People remember imperfectly. They have deadlines. They context switch. They follow the standard most of the time and sometimes, under pressure, they don’t. That’s not a failure of the team. That’s just being a person doing a job.
An AI collaborator working at volume can’t absorb that fallibility the same way a senior person does. It needs the rules written down. The places where the rules aren’t written down are exactly the places it course corrects. Each correction is the team paying down a piece of debt it had been carrying without noticing.
The second thing that has to be true is that the existing process has to be worth accelerating. Flyway plus tickets plus the enable/disable pattern is a deliberate, mature solution to a real coordination problem. The article isn’t about AI replacing a broken process. It’s about AI accelerating a solid one. That distinction matters. Pointing AI at a bad process produces fast bad outcomes. Pointing AI at a good process produces a survivability gain on the days when the work spikes.
The interesting question about AI in 2026 isn’t “will the model produce garbage.” Current models are good.
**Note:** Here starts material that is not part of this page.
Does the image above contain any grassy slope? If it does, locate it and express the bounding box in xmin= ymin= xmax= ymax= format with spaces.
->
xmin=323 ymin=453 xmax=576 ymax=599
They code better than I could have at any point in my career. They surface architectural questions that make my work better. The interesting question has moved.
The interesting question is whether your team’s actual operating knowledge is in a form the AI can work from. If it isn’t, you’ll pay a course-correction tax every time you try to use one. If it is, the AI can take on work that previously required a senior person’s memory, and the days that used to break the team become days that finish before lunch.
That’s the work worth doing. The speedup follows.